Vue d'artiste de l'Exploration Upper Stage, qui devait équiper les fusées SLS Block 1B et Block 2. ©NASA
Vue d'artiste de l'Exploration Upper Stage, qui devait équiper les fusées SLS Block 1B et Block 2. ©NASA

Jared Isaacman, nouvel administrateur de l'agence spatiale américaine, a récemment annoncé de nombreux changements à venir dans le programme Artemis, dans l'objectif de gagner en efficacité et ne pas se laisser devancer par la Chine. Un coup d'accélérateur inédit soutenu par les législateurs du Sénat. Et pour le mettre à bien, la NASA a décidé de couper court à l'évolution du SLS.

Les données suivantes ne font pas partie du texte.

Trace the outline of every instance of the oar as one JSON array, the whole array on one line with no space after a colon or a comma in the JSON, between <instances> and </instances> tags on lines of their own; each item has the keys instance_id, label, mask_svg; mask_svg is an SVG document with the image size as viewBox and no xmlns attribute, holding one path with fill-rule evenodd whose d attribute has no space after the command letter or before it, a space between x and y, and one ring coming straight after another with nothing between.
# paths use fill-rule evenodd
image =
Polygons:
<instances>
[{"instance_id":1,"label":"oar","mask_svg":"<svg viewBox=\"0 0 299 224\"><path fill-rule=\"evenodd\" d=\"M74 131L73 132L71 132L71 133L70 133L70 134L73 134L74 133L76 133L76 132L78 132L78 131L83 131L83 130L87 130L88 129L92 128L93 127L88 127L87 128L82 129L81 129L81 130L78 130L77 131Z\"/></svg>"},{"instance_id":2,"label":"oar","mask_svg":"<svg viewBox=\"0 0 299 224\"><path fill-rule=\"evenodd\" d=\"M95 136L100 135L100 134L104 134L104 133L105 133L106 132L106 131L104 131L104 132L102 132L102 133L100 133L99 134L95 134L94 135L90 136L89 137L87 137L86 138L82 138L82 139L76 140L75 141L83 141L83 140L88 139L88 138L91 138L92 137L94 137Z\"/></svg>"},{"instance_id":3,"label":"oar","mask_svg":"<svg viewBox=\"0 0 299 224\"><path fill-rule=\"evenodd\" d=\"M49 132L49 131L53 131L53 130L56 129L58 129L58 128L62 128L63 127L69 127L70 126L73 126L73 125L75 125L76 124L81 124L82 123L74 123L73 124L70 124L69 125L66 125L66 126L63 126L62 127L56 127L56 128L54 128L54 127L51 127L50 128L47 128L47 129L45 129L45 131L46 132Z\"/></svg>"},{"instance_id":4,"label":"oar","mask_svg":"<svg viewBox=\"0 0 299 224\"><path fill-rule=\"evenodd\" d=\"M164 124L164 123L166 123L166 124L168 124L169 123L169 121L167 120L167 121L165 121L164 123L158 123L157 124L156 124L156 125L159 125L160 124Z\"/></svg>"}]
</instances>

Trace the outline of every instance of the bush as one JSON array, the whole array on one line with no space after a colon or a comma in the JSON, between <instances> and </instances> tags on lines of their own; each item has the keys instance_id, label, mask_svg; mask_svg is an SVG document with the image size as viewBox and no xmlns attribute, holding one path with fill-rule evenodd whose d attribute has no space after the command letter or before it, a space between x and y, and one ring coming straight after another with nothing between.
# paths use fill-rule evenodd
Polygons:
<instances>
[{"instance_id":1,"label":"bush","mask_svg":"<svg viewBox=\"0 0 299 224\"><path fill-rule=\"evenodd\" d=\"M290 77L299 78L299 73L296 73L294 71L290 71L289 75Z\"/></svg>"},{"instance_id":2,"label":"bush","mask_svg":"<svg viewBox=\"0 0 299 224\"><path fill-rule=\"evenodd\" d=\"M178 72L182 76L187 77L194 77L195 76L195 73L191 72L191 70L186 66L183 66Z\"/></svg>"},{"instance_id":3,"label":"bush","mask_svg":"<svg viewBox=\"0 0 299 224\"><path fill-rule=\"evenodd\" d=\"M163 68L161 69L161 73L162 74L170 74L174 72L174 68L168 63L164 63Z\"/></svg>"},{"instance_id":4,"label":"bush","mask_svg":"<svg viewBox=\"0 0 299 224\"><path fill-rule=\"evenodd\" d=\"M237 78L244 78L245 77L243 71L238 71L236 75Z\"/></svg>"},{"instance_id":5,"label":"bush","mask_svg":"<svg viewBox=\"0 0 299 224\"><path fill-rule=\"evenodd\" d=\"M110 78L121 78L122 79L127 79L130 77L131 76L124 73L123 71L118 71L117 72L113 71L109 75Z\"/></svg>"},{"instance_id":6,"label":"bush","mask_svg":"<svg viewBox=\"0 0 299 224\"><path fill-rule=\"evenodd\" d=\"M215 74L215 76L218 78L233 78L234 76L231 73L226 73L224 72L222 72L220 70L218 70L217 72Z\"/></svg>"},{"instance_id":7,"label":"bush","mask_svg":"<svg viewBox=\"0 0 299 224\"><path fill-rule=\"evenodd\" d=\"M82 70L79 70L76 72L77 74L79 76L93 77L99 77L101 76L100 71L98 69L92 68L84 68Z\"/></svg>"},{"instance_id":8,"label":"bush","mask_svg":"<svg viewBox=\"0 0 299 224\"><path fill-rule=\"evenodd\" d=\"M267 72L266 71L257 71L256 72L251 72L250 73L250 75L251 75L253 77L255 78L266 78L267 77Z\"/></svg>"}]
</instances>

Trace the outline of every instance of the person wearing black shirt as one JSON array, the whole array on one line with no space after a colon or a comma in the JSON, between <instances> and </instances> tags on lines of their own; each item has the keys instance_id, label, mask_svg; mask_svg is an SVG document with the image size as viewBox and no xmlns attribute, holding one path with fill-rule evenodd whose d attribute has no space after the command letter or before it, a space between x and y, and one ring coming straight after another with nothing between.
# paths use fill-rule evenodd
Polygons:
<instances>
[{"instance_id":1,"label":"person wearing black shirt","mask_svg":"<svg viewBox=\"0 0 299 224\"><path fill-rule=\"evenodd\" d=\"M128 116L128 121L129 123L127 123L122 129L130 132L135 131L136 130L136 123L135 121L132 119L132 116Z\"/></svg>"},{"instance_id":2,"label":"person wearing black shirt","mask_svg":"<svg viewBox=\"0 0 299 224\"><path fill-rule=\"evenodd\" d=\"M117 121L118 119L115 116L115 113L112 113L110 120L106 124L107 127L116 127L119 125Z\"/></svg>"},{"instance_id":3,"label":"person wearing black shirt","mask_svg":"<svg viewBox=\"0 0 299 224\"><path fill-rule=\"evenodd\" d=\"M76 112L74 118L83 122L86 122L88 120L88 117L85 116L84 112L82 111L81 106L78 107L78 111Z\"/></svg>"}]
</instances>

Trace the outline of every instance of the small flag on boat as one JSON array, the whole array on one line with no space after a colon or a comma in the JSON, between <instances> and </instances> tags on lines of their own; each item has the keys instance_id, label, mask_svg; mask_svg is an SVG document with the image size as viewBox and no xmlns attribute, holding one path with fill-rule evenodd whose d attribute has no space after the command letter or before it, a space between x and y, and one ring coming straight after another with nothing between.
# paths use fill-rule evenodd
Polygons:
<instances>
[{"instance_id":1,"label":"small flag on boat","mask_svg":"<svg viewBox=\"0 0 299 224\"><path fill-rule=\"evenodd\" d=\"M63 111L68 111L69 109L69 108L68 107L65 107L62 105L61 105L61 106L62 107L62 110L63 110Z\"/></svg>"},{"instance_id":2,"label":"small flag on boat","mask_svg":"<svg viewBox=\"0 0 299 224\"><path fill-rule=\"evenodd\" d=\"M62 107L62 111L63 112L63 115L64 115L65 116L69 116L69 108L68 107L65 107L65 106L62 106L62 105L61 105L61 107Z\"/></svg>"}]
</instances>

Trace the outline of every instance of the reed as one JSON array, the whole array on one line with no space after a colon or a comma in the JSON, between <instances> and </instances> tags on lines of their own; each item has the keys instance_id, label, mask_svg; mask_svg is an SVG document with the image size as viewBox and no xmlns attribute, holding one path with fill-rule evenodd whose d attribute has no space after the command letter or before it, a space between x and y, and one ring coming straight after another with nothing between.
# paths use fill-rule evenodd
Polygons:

La NASA choisit Centaur V d'ULA

De sa configuration initiale, la fusée devait ensuite accueillir le Block 1B, un nouvel étage supérieur capable d'envoyer jusqu'à 11 tonnes supplémentaires vers la surface lunaire, puis le Block 2, version encore plus musclée destinée aux missions les plus lointaines. Une montée en gamme ambitieuse sur le papier, mais qui s'est révélée être un gouffre financier. Plutôt que de s'enliser davantage dans cette initiative trop chronophage, Isaacman a choisi une autre voie : figer le SLS dans sa configuration actuelle et miser sur la cadence.

Mais la fusée ne va pas garder son second étage, dont la technologie est considérée comme vieillissante, pour autant : c'est le Centaur V, ayant déjà volé à quatre reprises avec le lanceur Vulcan de l'United Launch Alliance (ULA), qui est l'heureux élu. Une solution de continuité, puisque le dispositif présente l'avantage crucial d'utiliser les mêmes ergols que le SLS, l'oxygène et l'hydrogène liquides.

De même, le Centaur V est compatible avec les interfaces du pas de tir Mobile Launcher 1 au Kennedy Space Center, tandis que les équipes de l'ULA sont habituées à collaborer avec l'agence spatiale. Toute autre solution aurait nécessité des développements coûteux et des délais incompatibles avec le calendrier d'Artemis.

Le vol inaugural de Vulcan. ©United Launch Alliance
Le vol inaugural de Vulcan. ©United Launch Alliance

Premier vol lors d'Artemis IV

S'il s'agit d'une immense victoire pour l'ULA, cette décision risque d'avoir un goût très amer chez Boeing, qui perd le rôle de fournisseur exclusif d'un composant clé du SLS. Bien que l'entreprise détienne 50 % de la ULA aux côtés de Lockheed Martin, elle devra désormais partager les revenus liés à cet étage avec son partenaire. Une déconvenue qui vient s'ajouter à la crise de la capsule Starliner, dont les répercussions sont encore lourdes pour le constructeur.

Il faudra désormais attendre la mission Artemis IV, c'est-à-dire le retour de l'être humain sur la Lune, pour voir cette nouvelle configuration en action. Pour rappel, la mission Artemis III consistera finalement en une démonstration en orbite terrestre basse.